El funcionario aseguró que el gobierno estadounidense mantiene una estrategia más estricta para impedir el ingreso de personas que, a juicio de las autoridades, promuevan el antisemitismo o inciten al odio contra comunidades judías.
Las declaraciones fueron retomadas ampliamente en redes sociales, donde circularon publicaciones que afirmaban que cualquier persona que critique a Israel quedará impedida para obtener una visa estadounidense.
Aunque Rubio defendió el endurecimiento de los controles migratorios, la medida ha sido interpretada por algunos sectores como una restricción a la libertad de expresión, mientras que otros consideran que responde a criterios de seguridad nacional.
La política comenzó a implementarse durante 2025, cuando el Departamento de Estado ordenó a los consulados revisar la actividad en redes sociales de solicitantes de visa, especialmente estudiantes, académicos y participantes en programas de intercambio.
Posteriormente, durante comparecencias ante el Congreso de Estados Unidos, funcionarios reconocieron que las publicaciones relacionadas con Israel ya eran consideradas dentro de los procesos de evaluación para otorgar o cancelar documentos migratorios.
El tema volvió a cobrar relevancia en 2026 tras la filtración de manuales internos del Departamento de Seguridad Nacional (DHS) y del Departamento de Estado, documentos que describen los procedimientos utilizados por agentes migratorios para revisar perfiles digitales de los solicitantes.

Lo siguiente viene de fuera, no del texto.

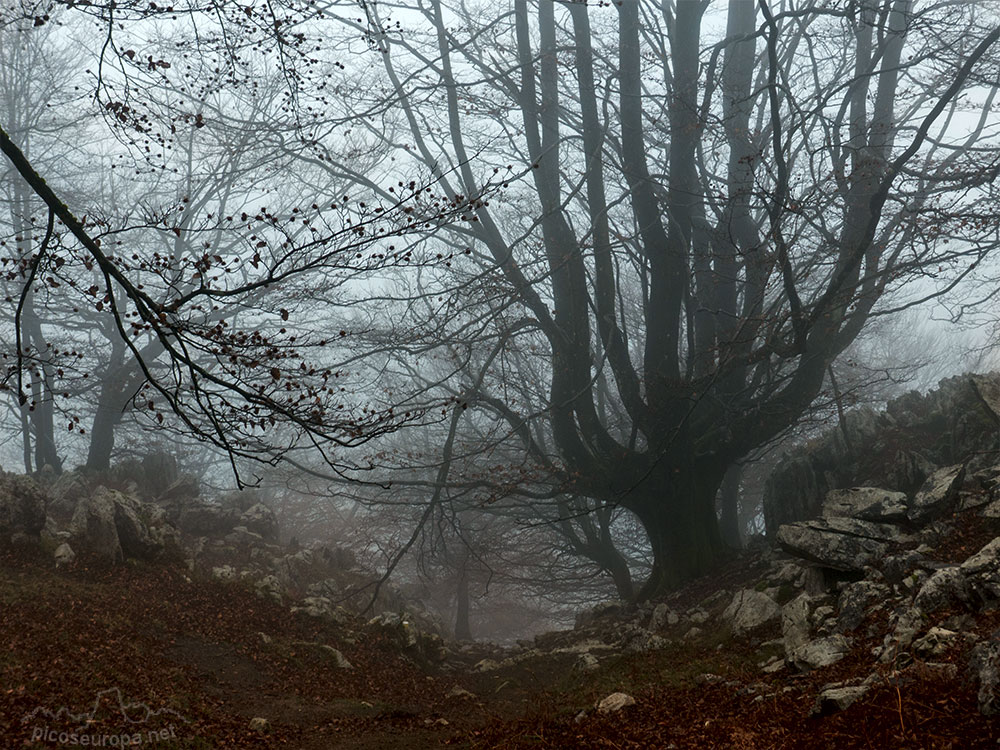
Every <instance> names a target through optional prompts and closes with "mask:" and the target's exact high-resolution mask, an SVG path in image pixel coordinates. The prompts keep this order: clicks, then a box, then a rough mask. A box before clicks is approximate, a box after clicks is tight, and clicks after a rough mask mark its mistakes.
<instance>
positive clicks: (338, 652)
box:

De acuerdo con la información difundida, estos lineamientos incluyen protocolos para monitorear redes sociales, criterios para identificar expresiones consideradas antisemitas y mecanismos que permitirían revocar visas previamente autorizadas cuando las autoridades determinen que existe un riesgo para el orden público.

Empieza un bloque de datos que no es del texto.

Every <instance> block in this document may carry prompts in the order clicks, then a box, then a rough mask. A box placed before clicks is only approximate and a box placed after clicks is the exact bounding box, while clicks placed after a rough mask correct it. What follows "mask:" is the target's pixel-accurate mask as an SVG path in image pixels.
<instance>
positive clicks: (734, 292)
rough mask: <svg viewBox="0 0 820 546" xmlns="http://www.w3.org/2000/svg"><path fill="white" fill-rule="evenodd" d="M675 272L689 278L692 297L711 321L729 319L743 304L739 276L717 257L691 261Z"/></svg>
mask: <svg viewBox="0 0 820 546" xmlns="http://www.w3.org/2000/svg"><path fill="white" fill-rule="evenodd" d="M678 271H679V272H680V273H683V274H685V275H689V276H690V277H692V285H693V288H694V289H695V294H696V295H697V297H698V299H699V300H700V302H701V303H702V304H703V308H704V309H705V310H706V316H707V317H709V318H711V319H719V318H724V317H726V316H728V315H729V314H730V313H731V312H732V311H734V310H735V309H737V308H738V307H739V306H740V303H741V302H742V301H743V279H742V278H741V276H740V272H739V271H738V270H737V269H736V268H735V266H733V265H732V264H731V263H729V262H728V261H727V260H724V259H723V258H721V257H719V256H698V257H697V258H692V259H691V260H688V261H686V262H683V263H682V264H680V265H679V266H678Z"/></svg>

Rubio sostuvo que una visa no constituye un derecho, sino un permiso otorgado de manera discrecional por el Estado estadounidense, por lo que Washington puede negar o retirar ese beneficio cuando considere que existen razones vinculadas con la seguridad nacional.
La postura ha generado cuestionamientos entre organizaciones defensoras de derechos civiles y especialistas en libertad de expresión, quienes advierten que la aplicación de criterios ideológicos en los procesos migratorios podría abrir un nuevo debate sobre los límites entre la seguridad, la política exterior y los derechos fundamentales de quienes buscan ingresar a Estados Unidos.